I looked down at my hands. It was something strange to see them appearing more or less normal. The initial crookedness of the bones had been repaired, and the scars left behind from the surgery were rather thin, but I was unsure whether or not it still counted as a disfigurement.

But I was more or less grateful. I was still bombing every song I played - that was more so because of the lasting pain and stiffness from the surgery - but I was able to play more. I could stretch my fingers out more to reach more notes and I had way more flexibility with generally everything. I could button my jeans without wincing in pain. I could fasten my seatbelt without jerking my hand back in shock from the painful cramps.

Talking was still a very painful activity. I mean, of course it was; it had only been a day and a half since the accident. But it was reasonably easier to do.

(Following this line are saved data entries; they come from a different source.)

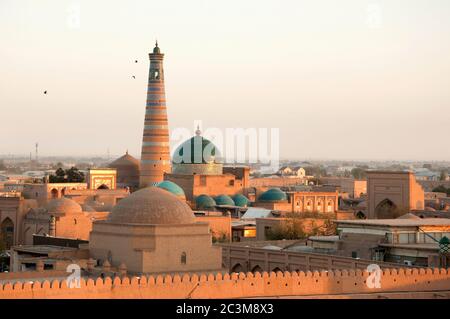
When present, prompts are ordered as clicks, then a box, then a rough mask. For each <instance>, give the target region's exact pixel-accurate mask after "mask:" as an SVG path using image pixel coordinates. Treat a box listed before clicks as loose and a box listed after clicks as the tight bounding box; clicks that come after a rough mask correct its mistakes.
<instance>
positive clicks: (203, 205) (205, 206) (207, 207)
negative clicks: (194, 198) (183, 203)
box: [195, 195, 216, 209]
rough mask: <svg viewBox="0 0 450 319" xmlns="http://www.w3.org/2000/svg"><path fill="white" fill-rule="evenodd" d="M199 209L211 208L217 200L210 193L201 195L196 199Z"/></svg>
mask: <svg viewBox="0 0 450 319" xmlns="http://www.w3.org/2000/svg"><path fill="white" fill-rule="evenodd" d="M195 205H196V207H197V209H211V208H214V206H215V205H216V201H215V200H214V199H213V198H212V197H211V196H208V195H200V196H198V197H197V198H196V199H195Z"/></svg>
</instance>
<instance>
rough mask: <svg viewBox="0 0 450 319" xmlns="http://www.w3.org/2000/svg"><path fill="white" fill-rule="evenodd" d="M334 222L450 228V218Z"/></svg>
mask: <svg viewBox="0 0 450 319" xmlns="http://www.w3.org/2000/svg"><path fill="white" fill-rule="evenodd" d="M334 222H335V223H337V224H339V225H342V224H347V225H361V226H388V227H389V226H390V227H402V226H404V227H408V226H410V227H420V226H450V219H449V218H420V219H364V220H335V221H334Z"/></svg>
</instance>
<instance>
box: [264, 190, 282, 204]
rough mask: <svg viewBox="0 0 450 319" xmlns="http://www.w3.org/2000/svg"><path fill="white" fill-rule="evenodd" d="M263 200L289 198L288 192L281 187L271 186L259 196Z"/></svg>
mask: <svg viewBox="0 0 450 319" xmlns="http://www.w3.org/2000/svg"><path fill="white" fill-rule="evenodd" d="M259 200H260V201H262V202H277V201H283V200H287V196H286V193H285V192H283V191H282V190H281V189H279V188H271V189H269V190H267V191H265V192H264V193H262V194H261V195H260V196H259Z"/></svg>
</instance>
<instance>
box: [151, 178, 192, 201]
mask: <svg viewBox="0 0 450 319" xmlns="http://www.w3.org/2000/svg"><path fill="white" fill-rule="evenodd" d="M156 186H157V187H159V188H162V189H165V190H166V191H169V192H171V193H172V194H174V195H176V196H178V197H184V198H185V197H186V195H185V194H184V191H183V189H182V188H181V187H180V186H178V185H177V184H175V183H174V182H171V181H162V182H159V183H158V184H157V185H156Z"/></svg>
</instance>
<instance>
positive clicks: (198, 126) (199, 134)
mask: <svg viewBox="0 0 450 319" xmlns="http://www.w3.org/2000/svg"><path fill="white" fill-rule="evenodd" d="M195 135H197V136H200V135H202V131H200V125H197V130H196V131H195Z"/></svg>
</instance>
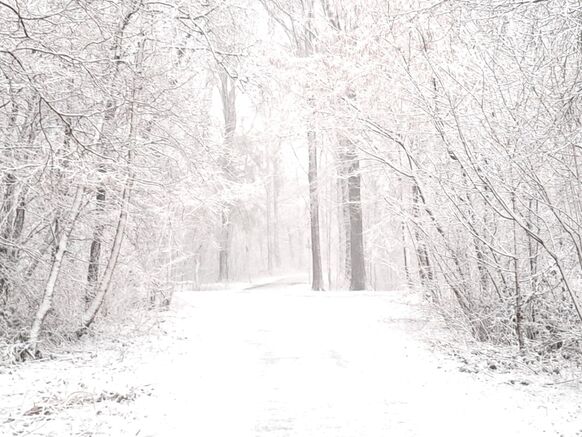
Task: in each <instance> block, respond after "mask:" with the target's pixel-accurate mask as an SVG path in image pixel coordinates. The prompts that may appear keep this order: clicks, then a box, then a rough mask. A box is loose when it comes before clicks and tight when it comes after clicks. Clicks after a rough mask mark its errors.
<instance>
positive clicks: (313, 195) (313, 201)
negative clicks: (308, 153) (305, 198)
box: [307, 130, 323, 291]
mask: <svg viewBox="0 0 582 437" xmlns="http://www.w3.org/2000/svg"><path fill="white" fill-rule="evenodd" d="M307 142H308V144H307V146H308V148H309V169H308V173H307V176H308V179H309V212H310V229H311V273H312V282H311V289H312V290H316V291H318V290H323V275H322V268H321V244H320V234H319V185H318V180H317V144H316V142H315V132H314V131H312V130H310V131H309V132H308V133H307Z"/></svg>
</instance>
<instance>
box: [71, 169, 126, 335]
mask: <svg viewBox="0 0 582 437" xmlns="http://www.w3.org/2000/svg"><path fill="white" fill-rule="evenodd" d="M131 184H132V177H131V176H128V179H127V182H126V184H125V187H124V189H123V195H122V198H121V211H120V213H119V219H118V220H117V228H116V229H115V237H114V239H113V245H112V247H111V254H110V255H109V260H108V261H107V266H106V267H105V271H104V272H103V277H102V278H101V281H100V282H99V286H98V288H97V292H96V293H95V298H94V299H93V301H92V302H91V304H90V305H89V307H88V308H87V310H86V311H85V313H84V314H83V318H82V321H81V328H80V329H79V330H78V331H77V336H79V337H80V336H82V335H83V334H84V333H85V332H86V330H87V328H88V327H89V326H91V324H92V323H93V321H94V320H95V317H96V316H97V314H98V313H99V309H100V308H101V305H102V304H103V301H104V299H105V296H106V295H107V294H108V293H109V290H110V289H111V281H112V279H113V273H114V272H115V267H116V266H117V260H118V258H119V252H120V251H121V244H122V243H123V235H124V232H125V226H126V224H127V209H128V206H129V198H130V194H131Z"/></svg>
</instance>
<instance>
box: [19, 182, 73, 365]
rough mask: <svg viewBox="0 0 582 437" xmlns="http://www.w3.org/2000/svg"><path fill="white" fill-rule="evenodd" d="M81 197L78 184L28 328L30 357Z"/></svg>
mask: <svg viewBox="0 0 582 437" xmlns="http://www.w3.org/2000/svg"><path fill="white" fill-rule="evenodd" d="M82 198H83V188H82V187H81V186H79V187H77V189H76V192H75V197H74V200H73V205H72V206H71V213H70V224H69V227H68V229H66V230H63V232H61V236H60V238H59V241H58V245H57V250H56V253H55V256H54V259H53V264H52V267H51V270H50V274H49V277H48V279H47V282H46V285H45V289H44V293H43V297H42V301H41V304H40V306H39V308H38V310H37V312H36V315H35V317H34V322H33V324H32V328H31V329H30V337H29V344H30V348H29V352H30V354H31V355H32V357H36V356H37V353H38V340H39V336H40V331H41V329H42V324H43V322H44V320H45V318H46V315H47V314H48V312H49V311H50V309H51V308H52V303H53V296H54V292H55V285H56V283H57V279H58V277H59V273H60V271H61V266H62V263H63V258H64V256H65V251H66V250H67V243H68V242H69V237H70V235H71V233H72V231H73V228H74V226H75V221H76V220H77V217H78V215H79V212H80V210H81V201H82Z"/></svg>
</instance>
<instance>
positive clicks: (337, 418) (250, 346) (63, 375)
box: [0, 281, 582, 437]
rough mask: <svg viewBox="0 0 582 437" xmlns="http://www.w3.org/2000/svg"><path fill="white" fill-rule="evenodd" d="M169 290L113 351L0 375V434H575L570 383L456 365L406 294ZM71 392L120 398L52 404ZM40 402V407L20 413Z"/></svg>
mask: <svg viewBox="0 0 582 437" xmlns="http://www.w3.org/2000/svg"><path fill="white" fill-rule="evenodd" d="M174 299H175V300H174V303H173V308H172V310H170V311H169V312H167V313H165V314H163V316H162V318H161V319H160V320H158V321H154V322H149V323H150V326H149V327H148V329H147V330H144V331H149V333H148V334H142V335H140V336H136V337H133V338H129V339H127V340H125V341H126V344H123V345H121V346H122V347H120V345H119V344H118V345H104V344H100V343H95V344H90V343H88V344H87V345H85V351H84V352H83V353H77V354H73V355H71V357H70V358H67V359H63V358H61V359H58V360H54V361H47V362H37V363H29V364H26V365H24V366H21V367H19V368H11V369H9V370H10V371H9V372H7V371H5V372H4V373H3V374H1V375H0V435H1V436H4V435H8V436H9V435H15V436H16V435H31V436H55V437H56V436H59V437H61V436H68V435H71V436H73V435H74V436H101V435H102V436H117V435H120V436H121V435H123V436H149V437H154V436H155V437H162V436H172V437H174V436H175V437H178V436H189V437H190V436H204V437H213V436H216V437H218V436H220V437H230V436H233V437H234V436H236V437H244V436H253V437H263V436H277V437H283V436H301V437H304V436H305V437H307V436H316V437H326V436H330V437H331V436H333V437H344V436H345V437H348V436H350V437H367V436H378V437H379V436H388V435H390V436H441V435H442V436H467V435H471V436H550V435H560V434H561V435H564V436H575V435H582V415H581V413H582V411H581V410H582V408H581V405H582V395H581V394H580V393H579V392H578V391H576V390H574V389H572V388H571V387H569V386H567V385H555V386H551V387H548V386H544V385H543V381H542V380H539V381H538V380H535V379H534V380H532V381H531V383H530V385H528V386H521V385H510V384H508V382H507V381H508V379H507V377H506V376H504V375H500V374H496V373H494V372H491V373H489V374H485V373H480V374H472V373H463V372H460V371H459V367H460V364H459V363H458V362H456V361H455V360H453V359H451V358H449V357H447V356H445V355H444V354H443V353H441V352H440V351H438V350H433V348H432V347H431V343H430V342H429V340H431V339H433V338H435V337H439V336H440V335H441V334H442V332H441V331H442V327H441V326H440V324H439V323H438V320H433V319H432V318H431V317H428V316H427V315H426V312H425V311H423V308H422V306H421V305H420V303H419V302H418V301H417V299H416V298H415V297H414V296H411V295H409V294H406V293H403V292H381V293H379V292H374V293H351V292H322V293H313V292H311V291H309V290H307V288H306V286H305V285H293V286H285V285H284V284H283V283H282V282H281V281H279V283H277V284H276V288H275V287H273V288H270V287H268V286H263V287H260V288H256V289H251V290H224V291H220V292H215V291H214V292H213V291H208V292H181V293H176V294H175V296H174ZM91 348H93V349H92V355H91V354H90V351H91ZM79 392H82V393H85V394H93V395H95V394H99V393H104V392H109V393H122V394H124V395H125V394H127V395H129V396H128V398H129V399H128V400H122V401H121V402H116V401H115V400H102V401H100V402H91V401H90V399H89V400H87V398H85V399H84V401H82V402H77V403H76V402H69V403H67V402H64V400H66V399H67V397H71V396H72V395H74V393H79ZM77 396H79V395H77ZM43 399H44V400H43ZM47 399H53V401H52V402H53V404H52V405H56V403H58V405H59V406H58V407H54V411H53V412H52V413H51V414H49V415H36V416H23V413H24V412H25V411H27V410H29V409H30V408H31V407H32V406H33V405H34V404H35V403H37V404H38V403H41V402H45V403H47V401H46V400H47ZM49 403H50V402H49Z"/></svg>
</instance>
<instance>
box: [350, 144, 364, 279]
mask: <svg viewBox="0 0 582 437" xmlns="http://www.w3.org/2000/svg"><path fill="white" fill-rule="evenodd" d="M348 157H349V160H350V161H349V162H350V167H349V176H348V195H349V204H350V259H351V267H352V268H351V277H350V290H365V289H366V260H365V254H364V223H363V217H362V200H361V183H362V182H361V174H360V162H359V160H358V157H357V156H356V153H355V151H354V150H353V149H352V148H350V151H349V155H348Z"/></svg>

When Sophie talked to me, I tried my best to write things down or use looks or gestures or things like that.

Sophie had wanted to take Ben with her that day. She figured that I wouldn't do much good in a theatre when I couldn't talk or hardly move my fingers. And she also thought that I could use Rodney's company -- without Ben around. She also tried to get Ben to hang out with Rodney that day, but Ben said no to a visitor and no to leaving the house. He didn't provide a reason. Sophie just chalked it up to him being still riddled with grief from his sister's death. That's understandable.

Fuckin' prick.

Pacing my room became my pastime after I'd gotten far too bored with just sitting around. Pacing and reciting notes to a song that was stuck in my head. Not a classical piano song, but a song I knew far too well on the ivories.

A metallic rattling jolted me out of my trance. I stopped pacing and paused my analyzing, listening closely to the sudden noise.

It sounded distant and quiet, but sharp and prominent in whatever area it was in. I skulked up closer to one of the walls of my bedroom and pressed my ear up to it. The rattling was now more defined and accompanied by the humming of the aircon. The rather... off-putting... humming of the aircon.